21 Sri Lankan Tamils arrested
Twenty-one of the 151 Sri Lankan Tamils taken into custody by the Kollam police on Sunday night were arrested on Tuesday for violating the Foreigners Act.
They were produced before the Judicial First Class Magistrate Court-2 here and remanded for 14 days.
Sindhuja and Muthumalar, two women among the arrested, were lodged in the Kottarakara sub-jail. Their three children, all infants, were lodged with them in the same jail; three other minors, children of some of the arrested, were sent to the juvenile home here. The 19 were sent to the district jail.
Assistant Commissioner of Police Thomson Jose said they were arrested as they did not possess any valid documents to be in India.

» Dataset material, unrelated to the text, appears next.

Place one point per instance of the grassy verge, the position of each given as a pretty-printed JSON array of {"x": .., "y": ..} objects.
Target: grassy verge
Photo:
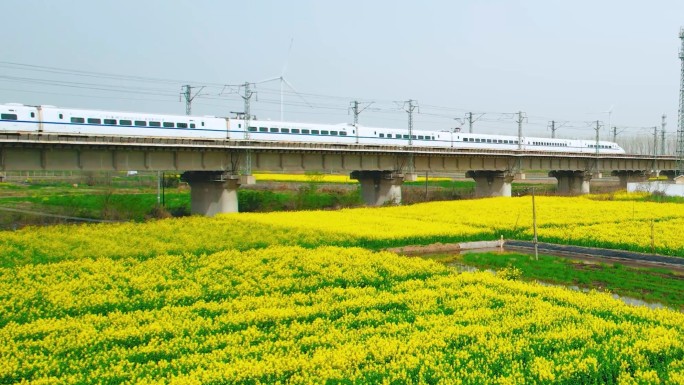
[{"x": 648, "y": 284}]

Assistant Public Prosecutor Manjula Itty said the arrest was based on a case registered by the Kollam police under Section 14 (C) of the Foreigners Act. All of them were from Sri Lanka’s Tamil-majority Northern Province, mostly Jaffna and Vavuniya districts.
Six others wanted by the police under Sections 420 and 34 of the Indian Penal Code are at large. They are three agents and three crew members of the fishing boat, in which the 151 people were allegedly being taken to Australia.

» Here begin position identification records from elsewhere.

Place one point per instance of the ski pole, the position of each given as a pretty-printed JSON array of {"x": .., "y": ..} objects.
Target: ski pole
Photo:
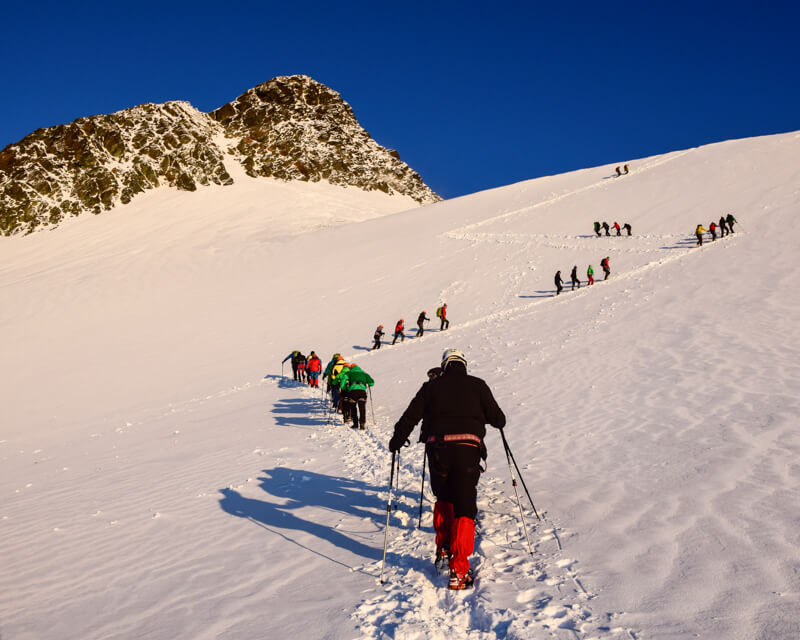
[
  {"x": 371, "y": 404},
  {"x": 388, "y": 513},
  {"x": 519, "y": 504},
  {"x": 522, "y": 480},
  {"x": 422, "y": 488}
]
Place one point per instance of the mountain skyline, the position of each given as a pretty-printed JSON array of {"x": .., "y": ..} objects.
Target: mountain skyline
[
  {"x": 472, "y": 95},
  {"x": 289, "y": 128}
]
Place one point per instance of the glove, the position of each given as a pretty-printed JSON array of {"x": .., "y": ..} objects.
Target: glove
[{"x": 397, "y": 442}]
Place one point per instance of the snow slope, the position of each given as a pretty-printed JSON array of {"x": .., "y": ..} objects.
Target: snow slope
[{"x": 161, "y": 479}]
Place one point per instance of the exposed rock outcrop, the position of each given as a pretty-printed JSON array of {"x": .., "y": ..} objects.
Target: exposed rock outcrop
[{"x": 290, "y": 128}]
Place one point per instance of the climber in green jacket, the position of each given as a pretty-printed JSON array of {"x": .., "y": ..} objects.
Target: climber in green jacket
[{"x": 353, "y": 383}]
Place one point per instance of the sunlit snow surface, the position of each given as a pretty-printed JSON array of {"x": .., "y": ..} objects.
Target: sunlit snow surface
[{"x": 160, "y": 479}]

The agents, hailing from Tamil Nadu, have been identified as Dineshan, Nishanthan and Sivadasan. The crew members have not been identified, but listed as persons who can be identified at sight. The agents had taken sums ranging from Sri Lankan rupee 1 lakh to 5 lakh from the 151 people for smuggling them to Australia on an 18-day journey.
The remaining 124 Sri Lankan Tamils are those who sneaked out of refugee camps in Tamil Nadu.
They have been listed as witnesses. They will be sent back to their camps. A Tamil Nadu police team will arrive here on Wednesday.
These people alleged that they sneaked out of the camps because of the tough life there. They requested the Kollam police to make sure that they were produced before some senior police officer in Chennai, instead of being sent directly to the camps, so that they could explain their woes in the camps.